80004005 error now occuring. Looking for ideas...

RodBarnes · Post by **RodBarnes** » Mon Jun 05, 2006 10:34 am

Our production ETL has begun aborting while scheduled. I can run the same ETL manualy and it succeeds without error. It has been running for months without issue and no changes have been made since long before this began occurring. So I am confident this is not a problem with Ascential or the ETL -- but clearly something has changed. It aborts in the same job each time, although the 3rd run aborted in a different job, while still to the same server. It has been doing this for about two weeks now.

Here's what I've already done and going to do:

I have run SQL Profiler on the source system (it is a job extracting data from this server in which it aborts). The log gives no indication that it even knew an attempt was made. This is what I actually expected given the 80004005 genernal connection failure.

I am going to try scheduling it at other times to see if there is some time-related cause.

Other ideas and suggestions of how to get additional info that may help me identify the cause is appreciated.

Thanks.

DSguru2B · Post by **DSguru2B** » Mon Jun 05, 2006 11:14 am

If you try to google the error code. It will bring you results pointing towards a few things.
1)Connection not available
2)login info incorrect.

Try to investigate into that. you are right. Its not a DS problem but rather a database issue.

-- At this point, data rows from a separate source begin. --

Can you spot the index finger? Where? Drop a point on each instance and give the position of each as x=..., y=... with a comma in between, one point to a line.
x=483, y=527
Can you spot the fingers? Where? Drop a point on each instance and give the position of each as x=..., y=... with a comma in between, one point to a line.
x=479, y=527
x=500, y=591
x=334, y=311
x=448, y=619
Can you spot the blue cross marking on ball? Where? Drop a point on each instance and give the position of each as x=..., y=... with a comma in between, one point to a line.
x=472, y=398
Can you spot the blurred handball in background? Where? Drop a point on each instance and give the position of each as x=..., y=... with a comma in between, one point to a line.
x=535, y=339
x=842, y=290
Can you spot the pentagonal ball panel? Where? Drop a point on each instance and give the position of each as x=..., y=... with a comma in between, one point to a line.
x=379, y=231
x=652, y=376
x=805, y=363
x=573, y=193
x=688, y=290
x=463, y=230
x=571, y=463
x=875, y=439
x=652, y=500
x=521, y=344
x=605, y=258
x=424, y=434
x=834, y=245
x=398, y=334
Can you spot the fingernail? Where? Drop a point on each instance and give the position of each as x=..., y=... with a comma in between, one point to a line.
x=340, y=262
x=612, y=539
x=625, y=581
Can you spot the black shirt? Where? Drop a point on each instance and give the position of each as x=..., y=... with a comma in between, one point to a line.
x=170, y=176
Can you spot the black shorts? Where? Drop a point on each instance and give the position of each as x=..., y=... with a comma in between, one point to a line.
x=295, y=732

RodBarnes · Post by **RodBarnes** » Mon Jun 05, 2006 11:30 am

The 80004005 means that the server/database wasn't reachable. It is a catch-all error in that, whatever doesn't fit into one of the specific errors (e.g., 80040e4d login Failed for User '(Null)', 80040e09 access denied, etc.) ends up with an 80004005. Basically, it means "we could not connect and we haven't a clue why not."

Unfortunatley, I'm more familiar with this error than I would like to be.

I was just hoping someone had some secret trick that would help me look deeper into what is happening with DataStage and maybe that would give me a clue as to what is preventing the connection. Since the connection never gets made the server can't really tell me why it didn't succeed.

Thanks for the reply.

DSguru2B · Post by **DSguru2B** » Mon Jun 05, 2006 11:34 am

If the connection is not available from the database itself then there is not much that DataStage can do.
You have mention that "Our production ETL has begun aborting while scheduled". A continous tense phrase. So that means it has been aborting during the scheduled time more than once. Have you spoken to your DBA whether the server was available at that time or not.

RodBarnes · Post by **RodBarnes** » Mon Jun 05, 2006 11:42 am

I am an admin for both the source server and the DataStage server so I have already confirmed that it is available.

There are more recent releases of this same ETL which are running on a different DataStage server (our dev/test server), though scheduled to run about an hour later in the morning. The dev and test ETL continue to succeed without any issues while the production ETL (running on the production server) fails. The job that aborts in the scheduled production run is exactly the same as the corresponding job that runs in the dev and test ETLs -- no changes have been made to that job. Yet both dev and test succeed without error and production fails.

I just rebooted the production server and have scheduled the ETL to run in the next while. So, we'll see if that makes any difference.

I really hate things that just stop working for no apparent reason.

I do appreciate the input.

DSguru2B · Post by **DSguru2B** » Mon Jun 05, 2006 11:45 am

How are you controlling the process. Is it via a Master Control Sequence or by a batch job. How are you providing the parameters. Look into the parameter file to make sure it has the most current username and password. Go into the job log and check and verify if the user name and password passed onto the jobs is correct or not.

RodBarnes · Post by **RodBarnes** » Mon Jun 05, 2006 11:52 am

The ETL is controlled by a master sequence and job parameters are passed from there on down to the main sequence and other jobs and stages. The parameter values have not changed (they were entered during the scheduling of the job months ago). Other jobs within this ETL that access the same server succeed while this one does not. Although, I did have it abort once (the 3rd time) on a different job. All other times it has aborted on the same job.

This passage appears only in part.